Systemic autoinflammatory disease following COVID-19 mRNA vaccine: a severe and rare clinical presentation

SARS-CoV-2 pandemic infection caused thousands of deaths and the vaccination was the life-saving tool but some adverse effects have been also described among patients such as redness at the injection site, fever, fatigue, headache, chills, vomiting, and urticaria. Although rare, some cases of systemic hyperinflammation after vaccination have been reported, highlighting the need for a precocious identification and treatment of severe clinical manifestation [1].

AOSD is a rare autoinflammatory disorder of unknown etiology characterized by a severe hyperinflammatory state. The characteristic symptoms of the AOSD are spiking fever, hyperferritinemia, arthritis, evanescent rash, sore throat, hepatomegaly, splenomegaly, lymphadenopathy, and serositis [2].

A potential life-threating complication of AOSD, reported in up to 23% of cases, is MAS, an acute systemic inflammatory syndrome, which is characterized by a massive cytokine “storm”, whose occurrence can be related to a poor prognosis [2].

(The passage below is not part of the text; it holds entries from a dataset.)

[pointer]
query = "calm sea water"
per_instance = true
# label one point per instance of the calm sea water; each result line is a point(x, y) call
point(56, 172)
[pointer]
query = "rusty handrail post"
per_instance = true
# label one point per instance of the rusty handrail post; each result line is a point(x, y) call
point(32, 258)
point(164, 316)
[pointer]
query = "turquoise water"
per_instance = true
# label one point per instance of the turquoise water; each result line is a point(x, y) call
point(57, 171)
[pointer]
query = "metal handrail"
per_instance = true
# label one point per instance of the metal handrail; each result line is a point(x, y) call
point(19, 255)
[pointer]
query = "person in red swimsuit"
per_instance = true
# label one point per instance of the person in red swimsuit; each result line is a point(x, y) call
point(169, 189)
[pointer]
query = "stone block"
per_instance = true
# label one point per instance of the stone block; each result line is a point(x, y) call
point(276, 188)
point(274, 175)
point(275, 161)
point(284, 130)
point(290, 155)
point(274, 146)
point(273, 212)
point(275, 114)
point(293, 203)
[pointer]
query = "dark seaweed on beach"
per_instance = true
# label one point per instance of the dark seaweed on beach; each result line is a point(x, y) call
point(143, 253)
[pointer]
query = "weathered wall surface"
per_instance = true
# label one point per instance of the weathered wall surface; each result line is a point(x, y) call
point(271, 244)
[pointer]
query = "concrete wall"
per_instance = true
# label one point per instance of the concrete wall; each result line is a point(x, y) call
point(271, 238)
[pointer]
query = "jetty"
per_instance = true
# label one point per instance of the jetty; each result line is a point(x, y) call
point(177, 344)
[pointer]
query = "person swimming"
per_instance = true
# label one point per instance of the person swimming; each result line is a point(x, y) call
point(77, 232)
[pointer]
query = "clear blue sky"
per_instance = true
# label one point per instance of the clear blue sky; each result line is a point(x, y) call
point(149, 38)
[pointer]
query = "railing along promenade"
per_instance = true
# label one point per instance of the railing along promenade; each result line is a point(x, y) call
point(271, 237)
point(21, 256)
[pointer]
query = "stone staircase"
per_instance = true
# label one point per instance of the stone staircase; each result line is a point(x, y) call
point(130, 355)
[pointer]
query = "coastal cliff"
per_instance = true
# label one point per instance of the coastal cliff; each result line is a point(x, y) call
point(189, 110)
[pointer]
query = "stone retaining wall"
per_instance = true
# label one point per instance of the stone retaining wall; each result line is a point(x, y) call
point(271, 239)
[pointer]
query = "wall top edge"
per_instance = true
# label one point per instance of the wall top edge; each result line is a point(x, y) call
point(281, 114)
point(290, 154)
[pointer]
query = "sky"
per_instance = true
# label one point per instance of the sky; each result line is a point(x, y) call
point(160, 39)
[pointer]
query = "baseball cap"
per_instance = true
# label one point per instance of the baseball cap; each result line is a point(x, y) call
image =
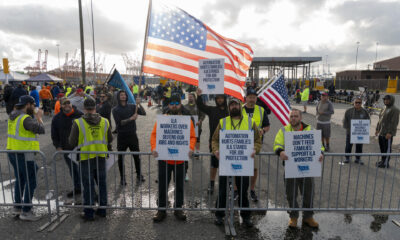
point(234, 100)
point(89, 104)
point(175, 97)
point(251, 91)
point(23, 100)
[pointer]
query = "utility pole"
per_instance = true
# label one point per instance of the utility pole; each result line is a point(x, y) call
point(82, 43)
point(358, 44)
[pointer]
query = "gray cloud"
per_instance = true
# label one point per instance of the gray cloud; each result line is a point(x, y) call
point(62, 25)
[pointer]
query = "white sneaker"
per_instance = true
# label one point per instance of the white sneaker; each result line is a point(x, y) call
point(29, 216)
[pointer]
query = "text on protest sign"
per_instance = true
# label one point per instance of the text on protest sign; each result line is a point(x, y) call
point(211, 76)
point(173, 137)
point(303, 149)
point(359, 131)
point(236, 147)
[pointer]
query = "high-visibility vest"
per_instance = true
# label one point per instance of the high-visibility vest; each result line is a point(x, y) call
point(279, 142)
point(68, 91)
point(258, 115)
point(92, 138)
point(168, 93)
point(18, 138)
point(305, 94)
point(135, 89)
point(245, 124)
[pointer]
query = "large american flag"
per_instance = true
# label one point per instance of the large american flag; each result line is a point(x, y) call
point(176, 42)
point(277, 99)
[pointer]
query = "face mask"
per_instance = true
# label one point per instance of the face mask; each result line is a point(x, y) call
point(235, 112)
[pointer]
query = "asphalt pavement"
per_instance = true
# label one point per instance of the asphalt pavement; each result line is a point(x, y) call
point(341, 186)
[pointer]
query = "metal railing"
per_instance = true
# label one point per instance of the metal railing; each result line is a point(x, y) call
point(348, 187)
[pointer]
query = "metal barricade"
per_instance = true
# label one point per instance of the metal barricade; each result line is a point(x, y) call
point(21, 176)
point(129, 192)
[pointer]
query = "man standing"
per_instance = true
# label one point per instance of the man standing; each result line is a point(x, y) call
point(125, 115)
point(194, 111)
point(260, 117)
point(304, 97)
point(386, 129)
point(324, 111)
point(235, 121)
point(21, 136)
point(166, 167)
point(92, 133)
point(293, 185)
point(60, 130)
point(355, 113)
point(214, 115)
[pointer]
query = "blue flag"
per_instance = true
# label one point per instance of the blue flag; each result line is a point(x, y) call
point(117, 81)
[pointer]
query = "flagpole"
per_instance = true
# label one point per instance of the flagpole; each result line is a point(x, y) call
point(144, 45)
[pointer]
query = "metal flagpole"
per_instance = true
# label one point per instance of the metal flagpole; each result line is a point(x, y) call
point(144, 46)
point(94, 49)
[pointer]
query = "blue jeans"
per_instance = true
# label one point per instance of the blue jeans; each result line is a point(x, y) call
point(25, 175)
point(73, 172)
point(94, 170)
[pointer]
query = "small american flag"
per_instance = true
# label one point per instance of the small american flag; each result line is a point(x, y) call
point(277, 99)
point(176, 42)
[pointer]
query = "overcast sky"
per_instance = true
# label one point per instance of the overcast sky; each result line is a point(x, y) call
point(273, 28)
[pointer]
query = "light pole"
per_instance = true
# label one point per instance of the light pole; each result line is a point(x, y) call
point(358, 44)
point(58, 54)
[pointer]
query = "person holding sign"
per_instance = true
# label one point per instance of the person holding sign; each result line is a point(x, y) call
point(355, 113)
point(92, 133)
point(293, 185)
point(260, 117)
point(387, 128)
point(214, 115)
point(235, 121)
point(199, 117)
point(166, 167)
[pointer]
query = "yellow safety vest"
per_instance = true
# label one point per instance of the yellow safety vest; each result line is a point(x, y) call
point(18, 138)
point(258, 115)
point(168, 93)
point(279, 142)
point(92, 138)
point(305, 94)
point(245, 124)
point(68, 91)
point(135, 89)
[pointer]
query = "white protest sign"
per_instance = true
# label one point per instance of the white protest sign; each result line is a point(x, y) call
point(235, 149)
point(196, 128)
point(211, 76)
point(111, 159)
point(303, 149)
point(173, 137)
point(359, 131)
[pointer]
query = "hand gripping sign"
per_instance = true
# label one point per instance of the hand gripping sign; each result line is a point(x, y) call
point(359, 131)
point(211, 76)
point(236, 147)
point(173, 137)
point(303, 149)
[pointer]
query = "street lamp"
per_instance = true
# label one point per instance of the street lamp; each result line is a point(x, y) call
point(358, 44)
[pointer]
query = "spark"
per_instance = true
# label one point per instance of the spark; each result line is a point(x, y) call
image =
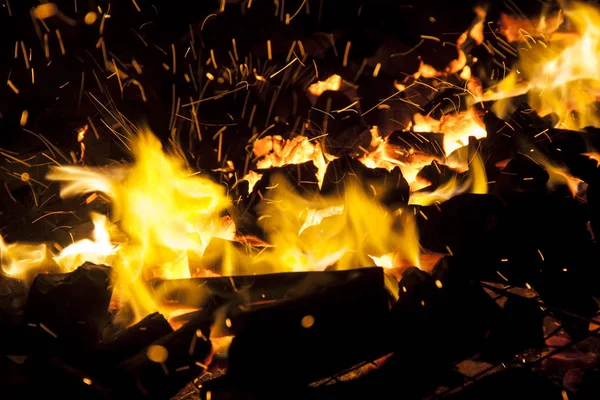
point(44, 327)
point(60, 42)
point(118, 76)
point(174, 58)
point(269, 51)
point(206, 19)
point(346, 53)
point(430, 38)
point(301, 47)
point(212, 58)
point(297, 11)
point(502, 276)
point(24, 117)
point(45, 201)
point(15, 159)
point(383, 101)
point(277, 73)
point(24, 51)
point(376, 70)
point(12, 86)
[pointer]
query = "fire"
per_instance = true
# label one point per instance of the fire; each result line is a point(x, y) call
point(475, 183)
point(456, 127)
point(475, 32)
point(558, 175)
point(318, 233)
point(162, 212)
point(99, 250)
point(275, 151)
point(518, 29)
point(334, 82)
point(387, 156)
point(20, 259)
point(561, 76)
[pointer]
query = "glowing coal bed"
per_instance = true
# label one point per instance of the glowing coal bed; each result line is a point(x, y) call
point(245, 199)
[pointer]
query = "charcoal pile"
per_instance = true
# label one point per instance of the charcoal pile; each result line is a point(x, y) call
point(250, 199)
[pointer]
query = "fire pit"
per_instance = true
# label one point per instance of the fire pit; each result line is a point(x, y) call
point(300, 199)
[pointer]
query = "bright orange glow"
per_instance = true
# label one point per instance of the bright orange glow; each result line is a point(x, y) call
point(163, 211)
point(334, 82)
point(21, 259)
point(560, 76)
point(387, 156)
point(456, 65)
point(275, 151)
point(520, 29)
point(558, 175)
point(348, 232)
point(456, 127)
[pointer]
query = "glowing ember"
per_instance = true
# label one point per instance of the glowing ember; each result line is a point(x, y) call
point(456, 128)
point(275, 151)
point(334, 82)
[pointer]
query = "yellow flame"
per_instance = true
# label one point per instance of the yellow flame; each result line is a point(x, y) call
point(100, 250)
point(561, 76)
point(334, 82)
point(558, 175)
point(275, 151)
point(163, 211)
point(456, 127)
point(347, 233)
point(475, 183)
point(20, 259)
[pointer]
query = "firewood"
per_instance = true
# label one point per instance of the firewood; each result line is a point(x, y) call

The etiology of AOSD is still unclear, it is a multifactorial disease: in case of genetically susceptible patients, an immunogenic stimulus, such as an infection (viral or bacterial), a solid or hematological cancer, could trigger a hyperinflammatory state [3].

We described here two cases of AOSD that developed after vaccination with mRNA COVID-19 vaccine. The pathogenetic mechanism underlying the occurrence of an autoimmune or autoinflammatory disease after a vaccination has not been yet clarified: a viral infection can trigger autoimmune or autoinflammatory diseases through the mechanisms of the molecular mimicry and the bystander activation [4]. The former represents a shared immunological epitope with a pathogen and the host, the latter is the activation of an antigen-presenting cell which can activate a pre-primed autoreactive T cell. In our first case, the relapse of MAS has been probably driven by SARS-CoV-2 infection itself [5]. The same mechanisms of cross reactivity could be elicited by a vaccination.

In the case of persistent elevated fever, especially in the appearance of an evolving hyperinflammatory state, the clinician should precociously consider the diagnostic hypothesis of an autoinflammatory syndrome which could also evolve into MAS, a rare and rapidly progressing fatal complication which, therefore, needs to be intercepted early, even if it is associated with significant morbidity and mortality.